Land will nach der Landesstelle greifen: Stadt wird sich zur Wehr setzen

In einem persönlichen Gespräch hat Regierungspräsident Dr. Bollermann den Bürgermeister der Stadt Unna über die aktuelle Situation zur ehemaligen Landesstelle Unna-Massen unterrichtet.

Vor dem Hintergrund einer aktuell stark steigenden Zahl von Asylantragstellern sollen Teilbereiche der ehemaligen Landesstelle als Entlastungsunterkunft für andere Unterbringungseinrichtungen des Landes wieder betrieben werden. Bereits kurzfristig sollen Kapazitäten mit 150 Plätzen ihren Betrieb aufnehmen. Landesseitig ist  eine Nutzung bis zur endgültigen rechtlichen Absicherung von Unterbringungskapazitäten an anderen Stellen in Nordrhein-Westfalen vorgesehen.

Bürgermeister Kolter hat für die Stadt Unna nachdrücklich darauf hingewiesen, dass dies ein einseitiger Ausstieg des Landes aus den bisher für eine Folgenutzung dieses Bereiches getroffenen Absprachen sei. Unter Hinweis auf die vom Land verfügte endgültige Aufgabe der Landesstelle und die gemeinsam eingeleiteten planungsrechtlichen Schritte, die bestehende Planungshoheit der Stadt sowie den Erwerb und die Nutzung großer Teilflächen durch eine Hochschule sei dieser einseitige Weg des Landes nicht zu akzeptieren.
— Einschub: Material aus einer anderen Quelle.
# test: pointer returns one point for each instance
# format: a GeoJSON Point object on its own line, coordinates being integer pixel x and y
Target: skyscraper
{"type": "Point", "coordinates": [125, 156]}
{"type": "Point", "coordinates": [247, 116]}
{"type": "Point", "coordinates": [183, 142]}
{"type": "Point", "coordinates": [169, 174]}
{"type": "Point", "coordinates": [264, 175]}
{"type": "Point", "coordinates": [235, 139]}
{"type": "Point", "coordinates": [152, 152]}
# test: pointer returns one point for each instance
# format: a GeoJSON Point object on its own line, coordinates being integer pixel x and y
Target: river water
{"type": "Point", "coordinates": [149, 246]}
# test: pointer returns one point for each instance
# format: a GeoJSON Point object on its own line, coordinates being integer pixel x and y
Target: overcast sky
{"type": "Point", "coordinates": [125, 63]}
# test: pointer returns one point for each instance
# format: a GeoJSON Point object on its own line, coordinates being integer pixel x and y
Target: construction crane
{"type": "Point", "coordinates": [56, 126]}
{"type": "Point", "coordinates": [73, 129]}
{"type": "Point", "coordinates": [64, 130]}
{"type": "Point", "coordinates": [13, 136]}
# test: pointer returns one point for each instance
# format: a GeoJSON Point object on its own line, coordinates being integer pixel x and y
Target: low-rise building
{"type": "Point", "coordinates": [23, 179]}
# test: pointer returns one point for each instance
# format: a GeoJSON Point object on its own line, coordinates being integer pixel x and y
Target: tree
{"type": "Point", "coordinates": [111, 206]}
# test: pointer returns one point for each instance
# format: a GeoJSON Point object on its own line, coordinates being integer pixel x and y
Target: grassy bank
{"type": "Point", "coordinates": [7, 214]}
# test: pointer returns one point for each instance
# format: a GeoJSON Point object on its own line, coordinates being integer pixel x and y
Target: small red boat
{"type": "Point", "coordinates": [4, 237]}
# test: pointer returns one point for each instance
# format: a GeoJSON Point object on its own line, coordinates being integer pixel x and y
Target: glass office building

Klar sollte indes auch sein, dass das Land es war, das durch ministerielle, in Briefen der damaligen Minister Laschet und Wolff belegbare Entscheidungen, die Landesstelle und ihre früheren Funktionen für das Land als beendet beschrieben hat. Düsseldorf gab damals die Landesstelle trotz aller Warnungen aus Unna, dass möglichweise wieder Zeiten kommen könnten, da sie gebraucht würde, definitiv auf.

Die Stadt hat ihre Position dem Regierungspräsidenten noch einmal schriftlich dargelegt. Im Falle unabgestimmter Maßnahmen des Landes zur Belegung wird die Stadt ihrerseits mögliche rechtliche Schritte auf der Grundlage der vom Rat beschlossenen Veränderungssperre prüfen und ggf. einleiten.

Gleichwohl erkennt die Stadt die dringende Notsituation des Landes bei der Aufnahme von Flüchtlingen. Zur kurzfristigen, vorübergehenden Hilfestellung hat Bürgermeister Kolter beim Gespräch mit dem Regierungspräsidenten eine abgesicherte, zeitlich befristete rechtliche Vereinbarung zwischen Stadt und Land ins Gespräch gebracht. Diese muss zugleich aber auch eine belastbare Perspektive für die weitere städtebauliche Entwicklung der ehemaligen Landesstelle in gemeinsamer Verantwortung umfassen.

Die Stadt Unna und die Bezirksregierung Arnsberg haben zum weiteren Verfahren kurzfristige und eng abgestimmte Informationen vereinbart.  Der Bürgermeister wird über den jeweils aktuellen Stand im vereinbarten interfraktionellen Gespräch sowie im nächsten Hauptausschuss berichten.